“Rejoice in hope, endure in affliction, persevere in prayer.”
More than 40 students, faculty and staff gathered early morning Feb. 8 for the annual prayer breakfast in the Mabee Dining Center at Newman University.
With the theme of “Together we Pray,” the faith-filled event followed the tradition of inter-religious and ecumenical prayer, reflections and song. A hot breakfast was served by Great Western Dining.
“We are a Newman family made up of persons with differing religious identifications — Christian, Buddhist, Hindu, Muslim and others — or none,” student Elise Helfrich said. “We are one family, each and all sons and daughters of God with human dignity and deserving of respect. We gather to celebrate with hope and to support one another in our sufferings through our presence with each other and the power of prayer.”
Director of Music Deanne Zogleman, along with accompanist Carole Pracht, led the Newman chorale for a lively performance of “Lift Every Voice and Sing.”
Director of Security Mo Floyd then led an opening prayer on behalf of the prayer breakfast committee, asking God to protect all those on campus, praying for wisdom for the leaders, compassion for students as well as peace for those experiencing struggles.
“Help us to shine your light in this dark world and to love others we come in contact with each day just as you have loved us from the beginning,” Floyd said.
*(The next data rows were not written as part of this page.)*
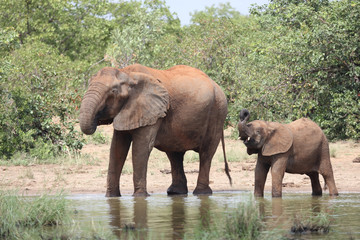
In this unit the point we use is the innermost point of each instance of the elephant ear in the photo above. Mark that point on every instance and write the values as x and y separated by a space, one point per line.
279 140
148 101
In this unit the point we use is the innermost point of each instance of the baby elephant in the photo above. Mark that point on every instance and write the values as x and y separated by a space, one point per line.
298 147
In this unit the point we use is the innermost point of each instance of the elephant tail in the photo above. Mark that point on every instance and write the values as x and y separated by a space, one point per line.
227 170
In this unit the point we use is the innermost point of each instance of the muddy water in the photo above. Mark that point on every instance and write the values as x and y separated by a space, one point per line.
162 217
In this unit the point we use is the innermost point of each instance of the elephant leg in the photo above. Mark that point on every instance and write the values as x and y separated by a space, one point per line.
330 181
326 171
119 149
179 182
315 183
143 143
261 172
206 154
278 167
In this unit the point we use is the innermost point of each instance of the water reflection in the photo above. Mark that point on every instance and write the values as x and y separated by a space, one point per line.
165 217
178 219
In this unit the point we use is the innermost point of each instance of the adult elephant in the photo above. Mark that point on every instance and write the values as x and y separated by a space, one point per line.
298 147
173 110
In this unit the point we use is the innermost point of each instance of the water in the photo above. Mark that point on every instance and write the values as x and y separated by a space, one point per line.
164 217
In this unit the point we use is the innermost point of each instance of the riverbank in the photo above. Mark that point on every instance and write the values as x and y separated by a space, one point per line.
87 174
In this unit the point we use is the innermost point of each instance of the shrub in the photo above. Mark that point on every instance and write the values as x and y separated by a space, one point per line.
36 110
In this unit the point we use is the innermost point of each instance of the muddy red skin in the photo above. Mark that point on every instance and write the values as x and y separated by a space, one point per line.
173 110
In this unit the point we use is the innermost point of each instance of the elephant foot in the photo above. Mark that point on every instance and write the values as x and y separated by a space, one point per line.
202 191
177 190
141 194
317 193
113 193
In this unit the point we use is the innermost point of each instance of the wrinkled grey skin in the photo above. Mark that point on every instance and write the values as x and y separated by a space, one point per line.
298 147
173 110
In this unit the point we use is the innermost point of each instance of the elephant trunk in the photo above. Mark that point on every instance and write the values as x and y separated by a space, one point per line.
89 107
243 129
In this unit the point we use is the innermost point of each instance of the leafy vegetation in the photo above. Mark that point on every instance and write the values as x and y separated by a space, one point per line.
288 59
43 217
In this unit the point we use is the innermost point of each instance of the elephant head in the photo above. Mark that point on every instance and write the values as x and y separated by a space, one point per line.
267 138
129 100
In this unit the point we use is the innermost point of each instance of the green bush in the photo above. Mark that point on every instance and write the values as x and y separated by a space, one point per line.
36 110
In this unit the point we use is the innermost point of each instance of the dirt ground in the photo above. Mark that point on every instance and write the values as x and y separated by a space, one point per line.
82 175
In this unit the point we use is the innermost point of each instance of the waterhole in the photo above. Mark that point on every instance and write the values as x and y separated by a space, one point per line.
176 217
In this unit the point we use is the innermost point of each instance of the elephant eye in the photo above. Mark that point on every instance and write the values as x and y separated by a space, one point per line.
114 90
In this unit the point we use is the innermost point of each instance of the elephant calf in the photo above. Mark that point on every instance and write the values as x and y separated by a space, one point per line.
298 147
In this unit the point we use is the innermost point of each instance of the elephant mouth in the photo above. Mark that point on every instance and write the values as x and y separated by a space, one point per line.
104 121
248 141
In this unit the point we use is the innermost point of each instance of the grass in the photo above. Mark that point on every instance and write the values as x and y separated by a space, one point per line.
43 217
21 215
303 223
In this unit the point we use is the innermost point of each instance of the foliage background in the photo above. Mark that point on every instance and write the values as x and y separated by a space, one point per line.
288 59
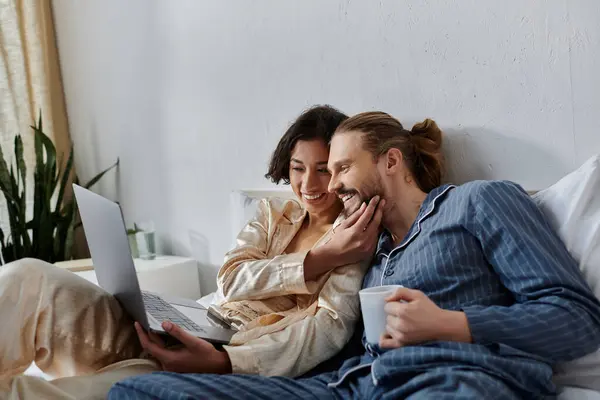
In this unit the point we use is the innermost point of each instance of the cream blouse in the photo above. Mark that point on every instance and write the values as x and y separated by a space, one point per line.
290 326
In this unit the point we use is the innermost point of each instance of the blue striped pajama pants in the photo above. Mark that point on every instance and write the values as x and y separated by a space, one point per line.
440 383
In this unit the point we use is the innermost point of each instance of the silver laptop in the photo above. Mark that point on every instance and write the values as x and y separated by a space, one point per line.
107 239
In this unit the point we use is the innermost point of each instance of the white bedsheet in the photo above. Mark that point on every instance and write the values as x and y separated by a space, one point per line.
573 393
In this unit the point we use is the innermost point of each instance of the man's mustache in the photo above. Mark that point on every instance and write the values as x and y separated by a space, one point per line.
344 191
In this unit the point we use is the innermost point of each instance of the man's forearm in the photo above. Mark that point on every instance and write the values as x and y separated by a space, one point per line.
454 327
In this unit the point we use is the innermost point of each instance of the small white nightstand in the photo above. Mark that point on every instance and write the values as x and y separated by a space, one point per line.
168 275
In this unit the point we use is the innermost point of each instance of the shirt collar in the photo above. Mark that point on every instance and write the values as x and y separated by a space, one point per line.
433 199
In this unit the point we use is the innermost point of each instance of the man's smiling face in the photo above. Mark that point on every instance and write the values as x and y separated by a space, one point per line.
354 175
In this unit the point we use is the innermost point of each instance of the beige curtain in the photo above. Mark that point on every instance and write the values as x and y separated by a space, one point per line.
29 80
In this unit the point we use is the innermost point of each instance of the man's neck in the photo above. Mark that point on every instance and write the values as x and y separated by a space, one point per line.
318 221
405 206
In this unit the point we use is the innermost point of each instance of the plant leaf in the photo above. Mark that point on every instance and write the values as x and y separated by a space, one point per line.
64 180
100 175
21 167
4 177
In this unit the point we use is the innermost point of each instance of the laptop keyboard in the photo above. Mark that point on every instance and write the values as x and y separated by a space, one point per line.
163 311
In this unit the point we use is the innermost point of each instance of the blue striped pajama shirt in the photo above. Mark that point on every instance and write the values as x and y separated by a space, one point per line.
483 248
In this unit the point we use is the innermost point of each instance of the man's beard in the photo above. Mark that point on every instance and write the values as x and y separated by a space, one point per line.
370 188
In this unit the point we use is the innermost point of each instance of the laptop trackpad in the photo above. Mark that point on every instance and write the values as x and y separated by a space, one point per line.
200 316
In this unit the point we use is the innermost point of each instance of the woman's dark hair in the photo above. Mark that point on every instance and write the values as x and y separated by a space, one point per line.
316 123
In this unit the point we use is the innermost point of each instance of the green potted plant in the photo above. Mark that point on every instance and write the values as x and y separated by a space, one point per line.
48 235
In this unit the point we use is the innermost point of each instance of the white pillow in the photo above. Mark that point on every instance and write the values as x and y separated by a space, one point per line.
243 208
572 206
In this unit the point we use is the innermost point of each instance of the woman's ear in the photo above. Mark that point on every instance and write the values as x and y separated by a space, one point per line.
393 161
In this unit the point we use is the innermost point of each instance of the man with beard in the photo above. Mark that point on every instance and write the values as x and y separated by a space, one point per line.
492 297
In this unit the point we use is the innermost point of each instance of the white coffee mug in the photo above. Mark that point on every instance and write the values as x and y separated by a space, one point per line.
372 304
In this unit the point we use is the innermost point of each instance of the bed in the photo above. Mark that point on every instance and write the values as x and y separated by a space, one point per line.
576 216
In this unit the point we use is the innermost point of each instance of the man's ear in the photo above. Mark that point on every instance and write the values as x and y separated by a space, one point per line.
393 161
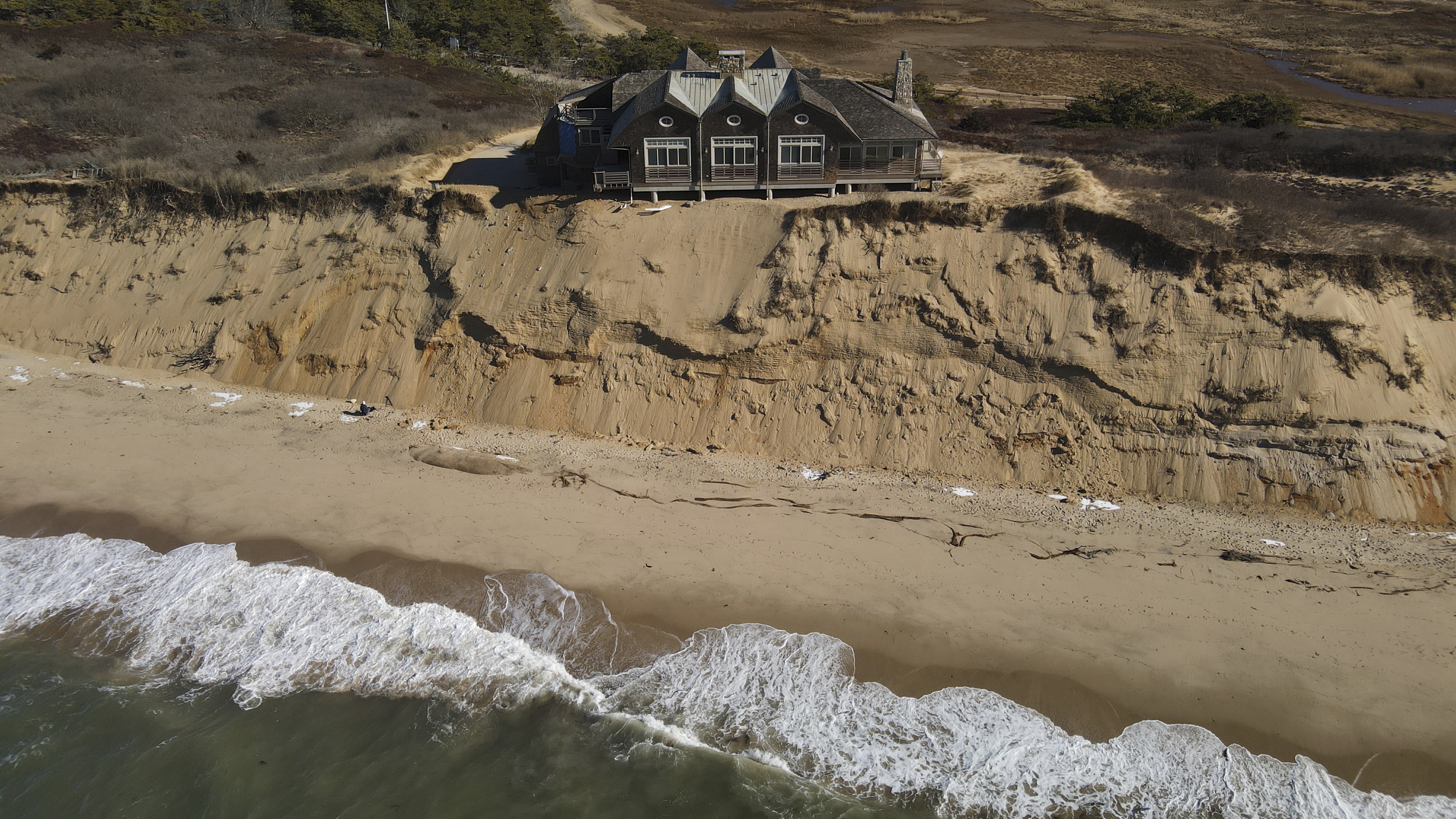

Senior Divya Murali, an international student, spoke about what she learned during her transformative experience at a Buddhist monastery in the mountains of New York over the semester break.
“At first, it was very scary,” she explained. “They were a bunch of strangers and I was a stranger to them. It took me a few days to get comfortable. But there was good food, a healthy environment and it left me feeling peaceful. I wrote in my journal that this was the best thing I’d ever done for myself and I recommend everyone visit a monastery if they can.”
Murali invited guests to meditate for two minutes as they closed their eyes and focused on their breathing. After a period of silence, she concluded, “A few moments of meditation can take us a long way.”
“Community is where it all comes into place. Anytime — when you wake up with your parents, spouse, friends — encourage them and initiate reflection for just five minutes,” she added. “Religion can be a personal preference but spirituality is a journey we all must take at some point, and that connects us as a people.”
First-year student Meya Warren and junior Asher Khokhar led the guests in a responsive reflection of scripture readings and Associate Professor of Nursing Nancy Lugo-Baez reflected on God’s steadfast presence in her life. Sophomore Maggie Koenig shared her favorite passages from her days of binge-reading the Bible.
Just as a potter shapes clay into a vessel, the attendees asked for God’s grace in “shaping us into true disciples of your way.”
“Enduring afflictions or hardships is difficult,” attendees read together from the program. “We are able to do so only because we pray. Because we trust and hope in God’s faithfulness and we believe that God’s mercies are never finished.”